La Sala de la Cámara aprobó las modificaciones que el Senado introdujo al proyecto de ley que “establece medidas de seguridad, orden y respeto para la comunidad educativa”.
La iniciativa Escuelas Protegidas está estructurada sobre la base de distintas medidas para enfrentar los hechos de violencia que se cometen al interior de establecimientos educacionales.
En el debate se recalcó que el proyecto es un avance porque no hay aprendizaje si la violencia se instala en la sala de clases y se reiteró que la violencia escolar afecta el derecho a la educación.
Diversos legisladores destacaron que en el Senado se logró mejorar el texto en materia de medidas intrusivas para resguardar de mejor manera los derechos de los niños, niñas y adolescentes. Pero, se reiteró que este no es una solución para combatir o prevenir la violencia en las comunidades educativas ni ataca problemas estructurales de violencia en la sociedad o los problemas de salud mental.
Además, tanto diputados de las bancadas del Partido Socialista, Frente Amplio y el PPD presentaron reservas de constitucionalidad en contra de la norma que restringe la entrega del beneficio de gratuidad en la educación superior. Igualmente, respecto de las medidas de revisión de estudiantes por vulnerar garantías constitucionales como el respeto a la vida privada y la honra.
Modificaciones aprobadas
La Sala de la Cámara aprobó la mayoría de las normas por 105 votos a favor y 46 en contra.

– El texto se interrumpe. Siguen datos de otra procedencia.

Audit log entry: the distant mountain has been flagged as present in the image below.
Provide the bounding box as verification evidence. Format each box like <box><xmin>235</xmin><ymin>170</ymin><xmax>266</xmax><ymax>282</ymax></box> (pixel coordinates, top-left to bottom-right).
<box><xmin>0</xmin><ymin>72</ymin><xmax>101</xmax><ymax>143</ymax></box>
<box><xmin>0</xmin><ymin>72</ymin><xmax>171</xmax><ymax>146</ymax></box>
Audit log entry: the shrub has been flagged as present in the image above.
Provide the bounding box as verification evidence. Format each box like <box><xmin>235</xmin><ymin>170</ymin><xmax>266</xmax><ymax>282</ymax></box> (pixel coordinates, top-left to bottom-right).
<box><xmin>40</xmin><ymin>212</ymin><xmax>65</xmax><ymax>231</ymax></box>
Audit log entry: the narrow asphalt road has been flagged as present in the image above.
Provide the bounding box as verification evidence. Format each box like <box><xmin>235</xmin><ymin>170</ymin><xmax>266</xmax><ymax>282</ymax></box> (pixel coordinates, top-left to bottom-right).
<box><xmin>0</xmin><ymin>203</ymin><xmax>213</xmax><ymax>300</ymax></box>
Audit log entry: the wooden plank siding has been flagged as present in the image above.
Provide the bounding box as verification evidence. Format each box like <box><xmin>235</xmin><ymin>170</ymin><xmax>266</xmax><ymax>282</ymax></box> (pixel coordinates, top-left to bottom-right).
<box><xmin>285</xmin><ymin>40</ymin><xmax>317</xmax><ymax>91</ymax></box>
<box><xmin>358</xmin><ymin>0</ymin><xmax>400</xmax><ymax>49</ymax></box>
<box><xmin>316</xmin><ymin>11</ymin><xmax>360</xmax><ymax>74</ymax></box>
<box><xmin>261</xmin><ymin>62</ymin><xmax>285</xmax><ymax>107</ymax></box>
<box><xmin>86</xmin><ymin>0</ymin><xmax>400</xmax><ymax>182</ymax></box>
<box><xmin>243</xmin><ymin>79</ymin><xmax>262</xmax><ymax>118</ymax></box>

El proyecto permite a los sostenedores incorporar en sus reglamentos internos medidas como revisar mochilas, bolsos u otros efectos personales de los estudiantes, excluidas sus vestimentas.
No obstante, el Senado añadió que se podrá solicitar al estudiante mostrar o vaciar el contenido de los bolsillos.
Así, de encontrarse elementos potencialmente peligrosos, se deberá comunicar de manera inmediata a los padres y apoderados del estudiante, así como a Carabineros o a la Policía de Investigaciones.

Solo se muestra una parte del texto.